In Australia, the social and aesthetic contexts of ‘live’ contemporary dance (practice and performance), and the networks these contexts facilitate, remain diverse even if they are sometimes fragile or unexpected. This issue of Brolga—an Australian journal about dance aims to give some visibility or clarity to a select few of these diverse practices, primarily as they have been understood by the dance practitioners themselves. Networks create links between things. The variable ways such connections are created, valued and understood are outlined in this issue in a series of physical engagements which articulate acts of opening or becoming, acts of social activation, acts engendering community identity, or acts of private interpersonal collaboration.

Brolga 40

Articles in this issue explore ideas that relate to improvisation as it has been experienced in a practical, bodily way.

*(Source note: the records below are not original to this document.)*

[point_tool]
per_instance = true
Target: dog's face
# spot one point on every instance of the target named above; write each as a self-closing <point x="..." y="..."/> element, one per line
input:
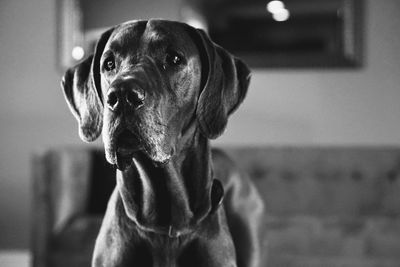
<point x="148" y="83"/>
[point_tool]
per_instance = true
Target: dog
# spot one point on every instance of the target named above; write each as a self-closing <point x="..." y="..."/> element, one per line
<point x="157" y="91"/>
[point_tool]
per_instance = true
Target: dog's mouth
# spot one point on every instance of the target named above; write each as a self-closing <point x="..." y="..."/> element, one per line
<point x="127" y="145"/>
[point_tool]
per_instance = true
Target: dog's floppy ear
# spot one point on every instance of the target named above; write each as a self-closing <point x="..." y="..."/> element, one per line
<point x="82" y="90"/>
<point x="225" y="80"/>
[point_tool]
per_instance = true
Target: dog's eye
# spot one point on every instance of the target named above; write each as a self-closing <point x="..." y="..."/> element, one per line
<point x="173" y="58"/>
<point x="109" y="64"/>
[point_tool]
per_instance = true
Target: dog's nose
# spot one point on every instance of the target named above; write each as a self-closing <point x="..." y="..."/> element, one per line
<point x="131" y="95"/>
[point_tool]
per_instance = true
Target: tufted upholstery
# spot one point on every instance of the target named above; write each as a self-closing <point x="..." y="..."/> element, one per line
<point x="331" y="206"/>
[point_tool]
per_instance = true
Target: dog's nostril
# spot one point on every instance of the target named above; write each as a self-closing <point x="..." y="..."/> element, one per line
<point x="135" y="98"/>
<point x="112" y="100"/>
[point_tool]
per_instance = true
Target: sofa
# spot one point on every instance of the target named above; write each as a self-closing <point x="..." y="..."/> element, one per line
<point x="324" y="206"/>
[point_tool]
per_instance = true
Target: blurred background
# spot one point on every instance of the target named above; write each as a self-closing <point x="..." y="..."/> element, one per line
<point x="315" y="105"/>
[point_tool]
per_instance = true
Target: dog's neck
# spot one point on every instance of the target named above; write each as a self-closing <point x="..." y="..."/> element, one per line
<point x="173" y="197"/>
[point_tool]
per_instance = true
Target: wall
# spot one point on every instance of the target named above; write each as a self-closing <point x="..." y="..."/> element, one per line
<point x="302" y="107"/>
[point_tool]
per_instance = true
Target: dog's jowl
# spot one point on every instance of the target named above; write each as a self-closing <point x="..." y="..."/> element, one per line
<point x="157" y="91"/>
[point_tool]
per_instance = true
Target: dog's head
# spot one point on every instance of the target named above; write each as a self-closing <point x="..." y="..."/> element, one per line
<point x="148" y="82"/>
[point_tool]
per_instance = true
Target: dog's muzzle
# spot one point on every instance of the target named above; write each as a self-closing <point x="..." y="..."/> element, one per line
<point x="125" y="92"/>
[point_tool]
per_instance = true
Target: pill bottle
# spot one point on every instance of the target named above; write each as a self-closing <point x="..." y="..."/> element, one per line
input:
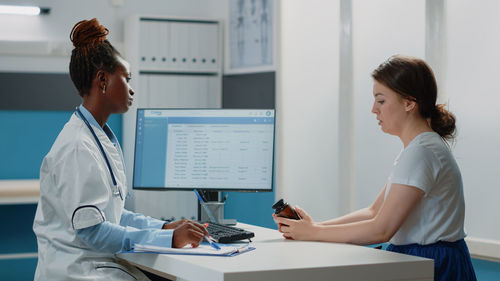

Marchant’s article Dance Improvisation: Why warm up at all? considers what takes place before improvising begins, while warming up. In Improcinemaniac, Reid describes her simultaneous practice of screendance and improvisation. Reid uses language that is deliberately poetic, and deconstructs and reassembles words in order to question or reconfigure meanings, particularly those of conventional dance language. Using improvisational play with light and lens is also described by Wilson who applies a deeply embodied approach, developed over years working as a dancer, to her visual art practice in experimental photography. Millard’s What’s the score? explores the use of scores or verbal propositions as supports for dance improvisation. In Gaps in the Body, Fraser writes of having arrived at an understanding of improvisation that, rather than being about moving, is about ‘attention’. McLeod’s article, The Ethos of the Mover/Witness Dyad, describes the response of an invited public to a performative Authentic Movement event over three evenings.

Articles

Dancing participation: Observations of a long-term group dance improvisation practice

This article discusses participation in a group dance improvisation practice over time. Described, is a regular dance practice and how it is the dancing over time itself that is the situation in which something is ‘going on’. Participating or acting in this practice allows ways of thinking, understanding, experiencing, knowing that exist only while or at least because of the participation in this dancing. The term ‘action’ as suggested by Hannah Arendt in her book The Human Condition, is used as a concept with which to think through the dancers’ experience in a shared practice. Other ideas including Claire Bishop’s participatory art and Tim Ingold’s discussion of ‘drawing together’ are explored to define participating in dancing in a studio practice, and to articulate what is happening and how that participation can be observed.

What’s the score? Using scores in dance improvisation

Olivia Millard explores the use of scores or verbal propositions in improvising dance. Examining the use of scores in her improvisation practice, she discusses what scores might be and might do and how they relate to the real time composition of dance in the present of its making. To help explore these ideas I refer to the theory of Nelson Goodman and discuss the use of scores by other dance practitioners including Steve Paxton, Yvonne Meier and Anna Halprin.